La constitucionalización de los derechos humanos nos ponía a la vanguardia no solo en la región, sino en el mundo. La visibilización, integración y reconocimiento de los derechos de las naciones y pueblos indígenas quebrarían las famosas palabras de Felipe Quispe, cuando defendía su lucha armada: “Para que mi hija no sea tu empleada doméstica”. Rompería la servidumbre del pueblo guaraní, haría olvidar el racismo y discriminación que indígenas de tierras bajas y altas sufrían en una sociedad hipócrita e intolerante, atada a su pasado colonial y elitista. Permitiría comenzar a construir una sociedad diversa, pero respetuosa del otro, una sociedad plenamente democrática, en un sentido pleno. Consentiría por fin despegar económicamente para beneficio de todos y todas, respetando a nuestra tierra, nuestra patria.

Empero, no sé en qué momento toda aquella burbuja de jabón explotó en nuestra cara. Y nos mostró una realidad triste, desesperante, frustrante, inexplicable, de la que varios hombres y mujeres seguramente quisieran abstraerse, escapar, porque ven una sociedad fraccionada, casi destruida y un país a poco de ser considerado inviable.

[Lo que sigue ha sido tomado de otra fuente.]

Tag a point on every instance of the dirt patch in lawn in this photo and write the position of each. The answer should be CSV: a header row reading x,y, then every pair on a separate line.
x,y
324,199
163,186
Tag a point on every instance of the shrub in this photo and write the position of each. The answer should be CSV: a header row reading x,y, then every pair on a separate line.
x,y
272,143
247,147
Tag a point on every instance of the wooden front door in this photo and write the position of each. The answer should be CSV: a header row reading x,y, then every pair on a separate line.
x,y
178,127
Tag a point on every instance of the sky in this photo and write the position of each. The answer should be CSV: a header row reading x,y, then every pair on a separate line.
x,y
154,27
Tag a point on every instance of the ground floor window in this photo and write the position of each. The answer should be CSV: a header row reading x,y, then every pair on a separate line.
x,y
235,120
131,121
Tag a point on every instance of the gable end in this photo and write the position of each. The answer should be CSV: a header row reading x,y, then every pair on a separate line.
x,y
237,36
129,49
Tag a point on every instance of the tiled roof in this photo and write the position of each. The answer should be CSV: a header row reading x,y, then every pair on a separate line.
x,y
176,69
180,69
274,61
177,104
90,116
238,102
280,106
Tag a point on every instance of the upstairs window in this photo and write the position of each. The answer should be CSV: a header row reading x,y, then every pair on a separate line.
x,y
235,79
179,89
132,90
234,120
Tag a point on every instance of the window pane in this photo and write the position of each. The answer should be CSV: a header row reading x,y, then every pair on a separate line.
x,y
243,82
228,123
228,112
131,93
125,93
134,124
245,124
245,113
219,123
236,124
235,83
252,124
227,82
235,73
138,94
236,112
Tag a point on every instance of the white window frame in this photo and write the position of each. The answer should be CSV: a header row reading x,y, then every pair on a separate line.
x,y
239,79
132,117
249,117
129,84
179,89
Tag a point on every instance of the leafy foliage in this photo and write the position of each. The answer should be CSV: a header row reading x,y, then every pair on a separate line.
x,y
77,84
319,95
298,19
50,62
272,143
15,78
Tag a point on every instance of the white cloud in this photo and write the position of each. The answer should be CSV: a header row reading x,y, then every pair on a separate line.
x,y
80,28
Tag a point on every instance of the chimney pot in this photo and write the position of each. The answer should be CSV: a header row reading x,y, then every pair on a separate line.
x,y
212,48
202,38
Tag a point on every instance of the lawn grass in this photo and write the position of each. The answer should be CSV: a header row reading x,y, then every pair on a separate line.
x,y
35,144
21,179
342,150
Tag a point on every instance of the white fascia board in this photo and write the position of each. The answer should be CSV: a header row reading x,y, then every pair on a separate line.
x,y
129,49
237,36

Trompetas de guerra civil han sido tocadas e impulsadas por algunos, sin medir el dolor, la destrucción y el luto que una cosa así traería a nuestra patria. Valdría la pena que alguien les ayude a repasar la historia de luchas fratricidas que la humanidad ha contado por cientos y cuyas resoluciones solo trajeron heridas que hasta ahora no cicatrizan.

Otros han impulsado el uso de la fuerza; pero no con el ánimo de mantener el Estado de Derecho, sino con la intención de eliminar al otro, extinguirlo de la faz de la tierra, acompañando su horrible intención con dolorosas palabras de racismo y discriminación.

Basta hacer un repaso de las publicaciones en redes sociales para asustarse del cruce de adjetivos entre partidarios de unos y otros o monólogos que inclusive llegaron a exaltar figuras de dictadores nacionales e internacionales que buscaron “soluciones finales” contra sus enemigos.

Y para echar más gasolina al fuego, un presidente cívico mostró su faceta extremista sobre la cual ni siquiera rectifica o se avergüenza, sin pensar que en esta lucha no habrá ganadores sino todos y todas seremos perdedores con consecuencias nefastas para el futuro de nuestros hijos e hijas.

No queda más. Debemos ganar todas y todos. Si alguien piensa que su facción vencerá y alguno de los grupos será exterminado para vivir en una presunta paz y armonía, pues se encuentra muy equivocado. Si algún iluso cree que los miembros de los pueblos indígenas de pronto desaparecerán o cambiarán su manera de sentir y pensar o que, de pronto, se restituirá el Tahuantinsuyo que tuvo sus luces y  muchas sombras, y que la historia nos demostró que no fue el paraíso o una panacea de virtudes, pues no, ese al parecer no es el camino, por lo menos no el que respeta los derechos humanos, la democracia  y la dignidad de la persona.

Si los partidos piensan que la extorsión, la violencia, el cálculo o el caos les otorgan mayores adeptos, hay que comunicarles que esa fórmula nos acerca mucho más al peor escenario.

En ese entendido, como señala el título de esta columna, el único camino son los derechos humanos, como base de la conducta de gobernantes y gobernados; la democracia, como el instrumento de diálogo y concertación para el bienestar de todos y todas, y el estado de derecho, no de corte liberal, sino el estado constitucional de derecho, aquel donde la norma fundamental se convierte en la herramienta y la brújula que nos permiten vivir en sociedad y colocan las reglas claras, para que principalmente el poder tenga su límite.

Por ello estamos convencidos de que el siguiente gobierno tendrá la titánica tarea no solo de evitar la vía del desastre, que demasiados anhelan, sino justamente de debatir sobre los grandes problemas estructurales que Bolivia y su gente tienen. Tendrá que encontrar caminos de solución y establecer hojas de ruta para su tratamiento, evitando poner debajo la alfombra todo aquello que generalmente como sociedad, no nos place hablar o poner en evidencia.

Nuevamente tenemos la oportunidad de aprovechar este conflicto para una vez más brotar de las cenizas, pero esta vez esperemos que no nos defrauden nuevamente, y de aquí a unos meses se repitan un noviembre de 2019 o un agosto de 2020.